Patch "Drivers: hv: avoid vfree() on crash" has been added to the 4.4-stable tree

[<gregkh@linuxfoundation.org>]

This is a note to let you know that I've just added the patch titled

    Drivers: hv: avoid vfree() on crash

to the 4.4-stable tree which can be found at:
    http://www.kernel.org/git/?p=linux/kernel/git/stable/stable-queue.git;a=summary

The filename of the patch is:
     drivers-hv-avoid-vfree-on-crash.patch
and it can be found in the queue-4.4 subdirectory.

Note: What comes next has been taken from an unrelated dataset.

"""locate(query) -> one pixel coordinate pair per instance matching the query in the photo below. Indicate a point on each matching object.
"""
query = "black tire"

If you, or anyone else, feels it should not be added to the stable tree,
please let <stable@vger.kernel.org> know about it.

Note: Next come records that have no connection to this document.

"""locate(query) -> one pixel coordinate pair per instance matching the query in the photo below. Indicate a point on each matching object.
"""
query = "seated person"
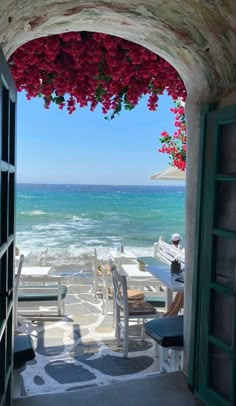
(176, 238)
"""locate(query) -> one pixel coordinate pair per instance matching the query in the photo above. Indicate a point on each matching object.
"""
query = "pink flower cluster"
(80, 69)
(175, 145)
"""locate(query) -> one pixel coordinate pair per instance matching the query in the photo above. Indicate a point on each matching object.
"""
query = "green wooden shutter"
(214, 328)
(7, 227)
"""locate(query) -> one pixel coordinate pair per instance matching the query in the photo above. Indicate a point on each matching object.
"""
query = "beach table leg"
(169, 298)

>From a9f61ca793becabdefab03b77568d6c6f8c1bc79 Mon Sep 17 00:00:00 2001
From: Vitaly Kuznetsov <vkuznets@redhat.com>
Date: Fri, 3 Jun 2016 17:09:22 -0700
Subject: Drivers: hv: avoid vfree() on crash

From: Vitaly Kuznetsov <vkuznets@redhat.com>

commit a9f61ca793becabdefab03b77568d6c6f8c1bc79 upstream.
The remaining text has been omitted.